Estranho rapaz era o Sabinaldo, a começar pelo nome. Desde que aprendeu as letras se colocou em tal posição que, por mais que estudasse nunca se achava suficiente. O conhecimento é assim mesmo, um balde sem fundo é nossa cabeça, enchê-la com as coisas do mundo não é fácil, talvez impossível.
Cresceu Sabinaldo num meio relativamente culto. Estudou advocacia, mas sua inclinação era para com a física, química e o que mais cheirasse ciência.
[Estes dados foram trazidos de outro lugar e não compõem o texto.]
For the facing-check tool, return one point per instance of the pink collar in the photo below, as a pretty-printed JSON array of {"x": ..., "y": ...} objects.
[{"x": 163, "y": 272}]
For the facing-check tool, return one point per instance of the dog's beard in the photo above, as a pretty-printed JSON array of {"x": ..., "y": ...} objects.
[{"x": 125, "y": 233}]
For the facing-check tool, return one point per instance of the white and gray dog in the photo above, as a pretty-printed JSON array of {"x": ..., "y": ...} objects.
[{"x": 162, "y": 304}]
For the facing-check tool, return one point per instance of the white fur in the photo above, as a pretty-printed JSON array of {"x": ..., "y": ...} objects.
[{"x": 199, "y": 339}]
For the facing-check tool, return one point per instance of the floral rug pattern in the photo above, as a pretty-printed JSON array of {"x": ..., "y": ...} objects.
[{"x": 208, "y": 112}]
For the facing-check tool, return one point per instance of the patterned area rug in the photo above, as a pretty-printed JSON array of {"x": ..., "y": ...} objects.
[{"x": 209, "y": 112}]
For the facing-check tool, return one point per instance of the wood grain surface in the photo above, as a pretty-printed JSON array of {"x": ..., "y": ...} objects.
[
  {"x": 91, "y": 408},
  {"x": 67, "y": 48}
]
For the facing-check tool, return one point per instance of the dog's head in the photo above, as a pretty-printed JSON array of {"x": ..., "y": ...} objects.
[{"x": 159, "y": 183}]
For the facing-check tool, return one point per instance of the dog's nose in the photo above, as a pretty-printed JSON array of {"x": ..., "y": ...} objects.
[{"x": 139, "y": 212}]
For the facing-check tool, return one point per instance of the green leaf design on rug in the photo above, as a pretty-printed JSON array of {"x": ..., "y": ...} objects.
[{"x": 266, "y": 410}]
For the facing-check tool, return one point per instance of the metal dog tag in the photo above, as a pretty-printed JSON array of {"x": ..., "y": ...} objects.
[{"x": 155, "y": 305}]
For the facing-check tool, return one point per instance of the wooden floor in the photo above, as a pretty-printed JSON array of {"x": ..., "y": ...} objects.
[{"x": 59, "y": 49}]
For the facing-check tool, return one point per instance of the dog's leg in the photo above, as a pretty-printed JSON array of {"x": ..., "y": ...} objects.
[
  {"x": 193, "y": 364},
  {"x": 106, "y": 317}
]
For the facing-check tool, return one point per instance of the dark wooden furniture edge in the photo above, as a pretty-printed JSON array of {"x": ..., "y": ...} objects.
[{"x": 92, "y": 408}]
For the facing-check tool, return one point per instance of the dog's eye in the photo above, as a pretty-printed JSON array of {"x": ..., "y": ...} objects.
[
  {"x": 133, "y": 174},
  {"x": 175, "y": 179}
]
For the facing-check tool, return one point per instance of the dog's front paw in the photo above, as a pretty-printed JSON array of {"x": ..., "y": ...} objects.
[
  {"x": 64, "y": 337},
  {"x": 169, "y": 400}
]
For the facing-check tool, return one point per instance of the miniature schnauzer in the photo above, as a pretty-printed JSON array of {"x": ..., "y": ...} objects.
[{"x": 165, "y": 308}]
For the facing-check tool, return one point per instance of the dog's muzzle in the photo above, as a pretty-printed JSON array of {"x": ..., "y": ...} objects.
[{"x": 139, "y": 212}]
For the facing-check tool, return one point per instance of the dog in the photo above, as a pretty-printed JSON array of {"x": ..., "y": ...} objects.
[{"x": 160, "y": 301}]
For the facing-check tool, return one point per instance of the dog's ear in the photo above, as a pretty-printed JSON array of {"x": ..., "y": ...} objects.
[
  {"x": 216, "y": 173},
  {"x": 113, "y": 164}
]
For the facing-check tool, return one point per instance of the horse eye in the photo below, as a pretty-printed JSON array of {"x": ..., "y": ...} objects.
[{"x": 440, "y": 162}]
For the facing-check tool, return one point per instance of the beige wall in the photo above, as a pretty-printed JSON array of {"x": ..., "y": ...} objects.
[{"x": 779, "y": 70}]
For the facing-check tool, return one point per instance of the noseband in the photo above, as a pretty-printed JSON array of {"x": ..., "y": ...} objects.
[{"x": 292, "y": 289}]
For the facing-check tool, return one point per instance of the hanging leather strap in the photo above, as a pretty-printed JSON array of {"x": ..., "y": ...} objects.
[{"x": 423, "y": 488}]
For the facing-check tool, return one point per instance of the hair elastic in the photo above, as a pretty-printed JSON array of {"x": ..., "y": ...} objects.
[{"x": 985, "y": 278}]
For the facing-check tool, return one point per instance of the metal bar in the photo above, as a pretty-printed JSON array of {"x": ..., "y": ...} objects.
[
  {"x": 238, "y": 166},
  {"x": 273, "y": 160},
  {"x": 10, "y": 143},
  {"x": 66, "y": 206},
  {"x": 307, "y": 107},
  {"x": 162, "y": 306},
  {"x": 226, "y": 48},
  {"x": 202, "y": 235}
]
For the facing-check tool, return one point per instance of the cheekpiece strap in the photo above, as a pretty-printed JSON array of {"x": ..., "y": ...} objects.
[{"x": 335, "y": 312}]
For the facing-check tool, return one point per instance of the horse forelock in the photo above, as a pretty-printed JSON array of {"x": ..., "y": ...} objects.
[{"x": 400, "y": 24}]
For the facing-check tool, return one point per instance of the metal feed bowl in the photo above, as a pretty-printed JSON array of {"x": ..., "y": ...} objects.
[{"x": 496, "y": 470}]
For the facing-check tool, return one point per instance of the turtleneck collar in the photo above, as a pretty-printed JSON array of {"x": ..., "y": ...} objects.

O raciocínio lógico, apoiado em atenta leitura de Aristóteles, lhe era tão natural quanto é para a maioria as discussões sobre futebol.
No tempo do grupo de jovens as opiniões que emitia ficavam entre a admiração e a inveja dos colegas. Logo passou a ser visto como um chato. Chato é todo aquele que fala uma linguagem da qual discordamos ou que insistem em assuntos que nos aborrecem. Eram tempos antigos aqueles, e algumas moças desse grupo passaram a olhar para Sabinaldo como possiblidade de um bom marido. A carreira profissional só poderia prometer sucesso para alguém tão dedicado aos livros. Concursos com vencimentos rendosos não faltavam. Só lamentavam a ideia de ter de suportar alguém assim tão matematizado e lógico. E casamento era para toda vida.
Virgem ainda aos 28 apanhou-se certa noite com insônia. Insônia braba. Não entendia o motivo. A vida corria tranquila, os vencimentos estavam garantidos, carreira promissora, tudo estava em seu controle. Exceto por não saber a causa daquela insônia.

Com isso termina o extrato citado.